26 Ağustos 2016 Cuma

Bir De Baktım Yoksun - Kırmızı (Yekta Kopan)


Kahramanımız ve Ayfer, lambacı dükkanı işleten Muzaffer Köroğlu'nun, Edward Hopper'ın "Gas" tablosunun orijinal eskizini nasıl edindiğinin ilginç hikayesini dinlemeye gider. İstiklal Caddesi'nde yürümenin nasıl bir şey olduğu şu şekilde tanımlanır:

“Yürümeye devam ettik, tavırlı olduğumuz iki tanesi hariç önümüze gelen bütün kitapçılara girdik, birkaç dergiye baktık, Kızılderili masallarıyla ilgili bir kitap aradığını söylüyordu Ayfer kaç zamandır, Robinson’da görünce çaktırmadan alıp hediye ettim, ne kadar çok kahveci açıldığını görüp şaşırdık, hani biz çayseverdik, ne oldu böyle diye hayıflandık, Greenpeace üyesi olup olmayacağımızı soran gençlere kibarca gülümsedik, kitapçılardan-kafelerden bangır bangır yükselen birörnek şarkıyı defalarca dinledik, uzun bir cümlenin içinden geçer gibi geçtik İstiklal’den.”
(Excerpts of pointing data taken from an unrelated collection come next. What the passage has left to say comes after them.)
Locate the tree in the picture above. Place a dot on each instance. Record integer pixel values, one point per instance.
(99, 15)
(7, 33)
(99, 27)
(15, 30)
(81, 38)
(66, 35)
Muzaffer Ağbimizin eskizi edinme hikayesi ise söyle:

“Bahtiyar Abim, üstadın tablolarına nasıl bir tutkuyla bağlandığımı biliyordu. Berlin’de bir müzayedede bu eskizin satışa çıkacağını duyunca, keşke gelsen de görsen diye aradı. İnanır mısınız, o anda kararımı verdim. Açıkartırmaya katılmak bile yeterdi bana. Bir iki kere elimi kaldırsam, hayalimi satın alacak kadar cesur olduğumu kendime göstersem kâfiydi. En önemli sorun parayı temin etmekti. Onun için de gereken fedakârlığı yaptım. Güvercin Çıkmazı’ndaki ev hiçbir şey ifade etmiyordu benim için, sattım gitti. Üstüne bir de banka kredisi aldım. Yanlış anlamayın, eskizi alacağıma inandığımdan değil, dedim ya, ilk bir iki fiyatta elimi kaldırayım, Hopper üstada o kadar yaklaşayım, başka da bir şey istemiyorum. Koydum cebime parayı, gittim Almanya’ya. Bahtiyar Abim, radyoda çalışan bir arkadaşına benim bu tutkumdan bahsetmiş. O da bir Alman televizyoncuya gitmiş. O ona, öbürü öbürüne derken hadise başka bir hal almış. Müzayedenin olacağı gün salon kameralarla, mikrofonlarla doluydu. Herkes benimle mülakat yapmak istiyor. Benim Almancam çat-pat, Bahtiyar Abim vesilesiyle derdimi anlatıyorum. Müzayede salonunun yetkilileri, koleksiyon sahibesi hanımefendiyle tanıştırdılar. Bunlar aralarında başka dillerde bir şeyler konuştular, yan yana fotoğraflarımız çekildi, bir tantana ki sormayın gitsin. Uzatmayayım efendim, anlayacağınız, hikâyem içlerine işlemiş olacak ki her tür kolaylığı gösterdiler. Kolaylık dediysem, zamanında izlediğimiz filmlerdeki gibi, acıyıp da hediye etmediler tabii. Götürdüğüm bütün para kanatlandı uçtu. İstanbul’a el elde el başta döndüm. Yine de Allah’a şükür, emekli maaşı falan, kimseye muhtaç olmadan başımı sokacak bir yer buldum. Aç değilim açıkta değilim. O banka kredisi olmasaydı şu yaşımda tekrar çalışmazdım, ne yaparsınız, borcum namusumdur. Şimdi böyle söylenince yanlış anlaşılmasın, inanın hiç pişman değilim. Bir kâğıt parçasına bu kadar para verilir mi diye gülenler oldu, delirmişim gibi baktı çevremde kalan üç beş dost. Bari iyi bir fiyata okut da belini doğrult diyen densizler bile oldu. Allah sattırmasın, ölene kadar yanımda olacak bu hazine. Sonrasında da memleketimin bir müzesi alır, kıymetini bilir. En kötüsü ne biliyor musunuz? Haber yapmaya gelen gazetecilerin bazıları bile müstehzi güldüler halime. Sizce yanlış mı yapmışım Ayfer Hanım?”